- SpartanNash plans to consolidate its fleet of supermarkets under four banners as it looks to sharpen its value proposition with shoppers and consumers, the company revealed during its inaugural investor day last Wednesday.
- Going forward, the grocery distributor and wholesaler will operate all of its stores under its Family Fare, Supermercado, Martin’s and D&W banners, Chief Strategy and Information Officer Masiar Tayebi said.
- The banner consolidation is among a series of steps SpartanNash has announced in recent months as it looks to demonstrate to investors that it is on firm financial footing and positioned for growth.
SpartanNash’s management team decided that culling its current portfolio of 10 supermarket banners down to four would be in the best interest of its shareholders, Tayebi said.
The company’s plans call for Family Fare to comprise SpartanNash’s mass market stores, while upmarket stores will fall under the Martin’s and D&W names and ethnic stores will sport the Supermercado brand, he said.
The company, which currently runs 147 supermarkets in Indiana, Iowa, Michigan, Minnesota, Nebraska, North Dakota, Ohio, South Dakota and Wisconsin, has already changed the names of some stores, and plans to continue the rebranding process during the coming year, CEO Tony Sarsam said.
“We’ve made acquisitions of [stores] at great relevance in their community, and we kept the banners in many cases, and we see that we have now something we can actually pull together in terms of a really advertisable benefit for our core banners,” Sarsam said.
SpartanNash Chief Financial Officer Jason Monaco said the company’s effort to sharpen its branding strategy are connected with its strategy to better serve shoppers, noting that SpartanNash is also working to upgrade many of its stores.
“We're going to continue to upgrade the experience. That's going to range from big projects and small, and that will link together with the banner consolidation, so we get a terrific customer experience … and deliver the right return on invested capital,” Monaco said.
SpartanNash has been trying to draw attention to steps it has taken to improve its financial performance. The company, which fought off an effort by a group of activist investors to remake its board of directors earlier this year, has seen its stock price triple since early 2020.

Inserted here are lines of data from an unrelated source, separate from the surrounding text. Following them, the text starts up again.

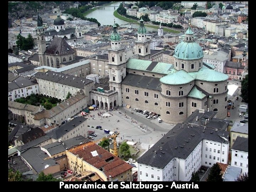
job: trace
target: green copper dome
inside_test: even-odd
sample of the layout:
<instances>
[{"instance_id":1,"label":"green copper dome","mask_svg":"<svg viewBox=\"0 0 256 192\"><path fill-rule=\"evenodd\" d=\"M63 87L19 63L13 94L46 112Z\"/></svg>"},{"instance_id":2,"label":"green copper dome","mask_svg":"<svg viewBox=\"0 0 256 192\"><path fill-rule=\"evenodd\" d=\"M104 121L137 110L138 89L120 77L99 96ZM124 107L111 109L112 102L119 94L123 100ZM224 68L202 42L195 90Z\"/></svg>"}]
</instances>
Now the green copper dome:
<instances>
[{"instance_id":1,"label":"green copper dome","mask_svg":"<svg viewBox=\"0 0 256 192\"><path fill-rule=\"evenodd\" d=\"M117 27L115 23L114 23L114 25L113 25L113 28L114 28L114 30L113 32L112 33L111 35L110 40L111 41L120 41L121 38L120 37L119 33L117 32Z\"/></svg>"},{"instance_id":2,"label":"green copper dome","mask_svg":"<svg viewBox=\"0 0 256 192\"><path fill-rule=\"evenodd\" d=\"M146 33L146 27L144 26L143 23L143 20L142 18L140 19L140 25L138 29L138 33L140 34Z\"/></svg>"},{"instance_id":3,"label":"green copper dome","mask_svg":"<svg viewBox=\"0 0 256 192\"><path fill-rule=\"evenodd\" d=\"M174 57L181 59L197 59L203 57L203 50L198 43L194 40L194 33L188 27L185 33L183 41L176 46Z\"/></svg>"}]
</instances>

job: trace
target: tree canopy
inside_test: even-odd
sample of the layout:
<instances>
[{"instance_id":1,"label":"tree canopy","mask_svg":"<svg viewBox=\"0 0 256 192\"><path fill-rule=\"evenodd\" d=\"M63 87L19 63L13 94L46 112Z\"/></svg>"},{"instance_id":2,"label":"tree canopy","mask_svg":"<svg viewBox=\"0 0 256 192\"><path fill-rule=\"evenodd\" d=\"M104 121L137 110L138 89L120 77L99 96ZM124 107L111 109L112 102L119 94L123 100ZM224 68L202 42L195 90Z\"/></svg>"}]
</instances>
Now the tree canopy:
<instances>
[{"instance_id":1,"label":"tree canopy","mask_svg":"<svg viewBox=\"0 0 256 192\"><path fill-rule=\"evenodd\" d=\"M126 142L122 143L120 146L120 153L122 155L123 155L125 158L130 157L130 147Z\"/></svg>"},{"instance_id":2,"label":"tree canopy","mask_svg":"<svg viewBox=\"0 0 256 192\"><path fill-rule=\"evenodd\" d=\"M51 174L46 175L42 171L38 174L38 177L36 181L61 181L62 180L54 177Z\"/></svg>"},{"instance_id":3,"label":"tree canopy","mask_svg":"<svg viewBox=\"0 0 256 192\"><path fill-rule=\"evenodd\" d=\"M192 15L193 17L206 17L207 16L207 14L204 12L202 11L196 11Z\"/></svg>"},{"instance_id":4,"label":"tree canopy","mask_svg":"<svg viewBox=\"0 0 256 192\"><path fill-rule=\"evenodd\" d=\"M246 75L241 81L241 94L240 95L246 103L248 103L249 99L248 89L248 75Z\"/></svg>"},{"instance_id":5,"label":"tree canopy","mask_svg":"<svg viewBox=\"0 0 256 192\"><path fill-rule=\"evenodd\" d=\"M215 163L212 167L210 173L206 178L207 181L223 181L221 169L218 163Z\"/></svg>"}]
</instances>

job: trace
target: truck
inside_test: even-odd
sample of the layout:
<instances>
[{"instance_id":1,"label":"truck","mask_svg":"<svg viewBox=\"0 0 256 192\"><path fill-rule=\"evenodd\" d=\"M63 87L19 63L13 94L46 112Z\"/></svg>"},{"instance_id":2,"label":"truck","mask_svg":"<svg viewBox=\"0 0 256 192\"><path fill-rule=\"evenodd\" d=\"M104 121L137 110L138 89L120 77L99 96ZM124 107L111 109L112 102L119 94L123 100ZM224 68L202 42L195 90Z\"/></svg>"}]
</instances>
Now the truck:
<instances>
[{"instance_id":1,"label":"truck","mask_svg":"<svg viewBox=\"0 0 256 192\"><path fill-rule=\"evenodd\" d=\"M228 109L230 109L231 108L231 106L232 106L232 102L229 103L228 105Z\"/></svg>"},{"instance_id":2,"label":"truck","mask_svg":"<svg viewBox=\"0 0 256 192\"><path fill-rule=\"evenodd\" d=\"M108 134L109 133L109 132L110 132L110 130L109 129L104 129L104 133L106 133L106 134Z\"/></svg>"}]
</instances>

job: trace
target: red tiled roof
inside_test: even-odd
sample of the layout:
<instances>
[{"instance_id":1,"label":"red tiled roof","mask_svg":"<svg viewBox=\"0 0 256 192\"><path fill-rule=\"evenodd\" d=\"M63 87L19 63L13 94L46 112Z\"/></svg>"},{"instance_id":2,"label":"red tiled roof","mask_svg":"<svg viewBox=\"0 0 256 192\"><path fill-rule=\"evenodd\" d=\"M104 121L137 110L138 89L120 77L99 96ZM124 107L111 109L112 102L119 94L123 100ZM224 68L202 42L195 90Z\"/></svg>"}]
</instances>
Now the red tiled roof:
<instances>
[{"instance_id":1,"label":"red tiled roof","mask_svg":"<svg viewBox=\"0 0 256 192\"><path fill-rule=\"evenodd\" d=\"M75 155L78 155L79 158L83 158L84 160L100 169L107 177L114 177L132 168L133 166L119 158L113 155L107 150L93 143L81 145L70 151ZM83 149L85 146L84 149ZM92 151L96 151L98 155L94 157ZM112 157L113 159L107 162L106 160Z\"/></svg>"}]
</instances>

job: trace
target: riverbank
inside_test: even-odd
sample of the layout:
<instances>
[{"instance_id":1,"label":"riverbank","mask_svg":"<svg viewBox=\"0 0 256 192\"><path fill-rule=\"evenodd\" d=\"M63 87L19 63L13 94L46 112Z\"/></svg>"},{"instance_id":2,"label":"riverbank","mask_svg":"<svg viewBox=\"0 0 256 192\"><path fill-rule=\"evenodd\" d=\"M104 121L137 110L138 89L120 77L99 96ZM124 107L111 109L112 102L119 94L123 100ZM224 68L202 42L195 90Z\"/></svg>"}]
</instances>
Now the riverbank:
<instances>
[{"instance_id":1,"label":"riverbank","mask_svg":"<svg viewBox=\"0 0 256 192\"><path fill-rule=\"evenodd\" d=\"M116 10L114 12L114 16L118 18L119 19L124 21L127 21L129 23L135 23L135 24L139 24L139 23L138 21L136 20L134 20L133 19L127 18L123 16L120 15L117 11ZM146 27L150 27L151 28L153 28L154 29L158 29L159 28L159 26L157 25L144 25ZM164 27L162 27L163 28L163 30L164 31L166 32L174 33L180 33L179 31L176 31L176 30L170 29L168 28L165 28Z\"/></svg>"}]
</instances>

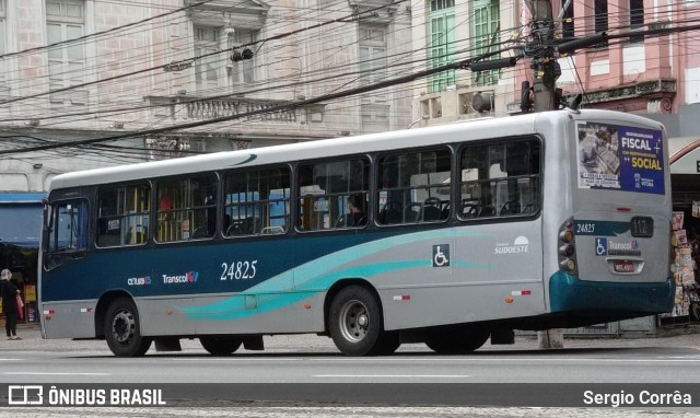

Last week, SpartanNash said it expects revenue for 2022 to come in at a higher level than it had previously forecast. The company is scheduled to release its third-quarter results on Wednesday.
SpartanNash acquired Shop-N-Save, a chain of three family-owned supermarkets in Michigan, in June. In October, the company sold four food production and distribution facilities to Provender Partners, a real estate investment company that focuses on food-related properties.
SpartanNash also plans to increase its private label penetration by more than 20% and add more than 1,000 new products to its own brands to its assortment by 2025, Tayebi said during SpartanNash’s presentation to investors.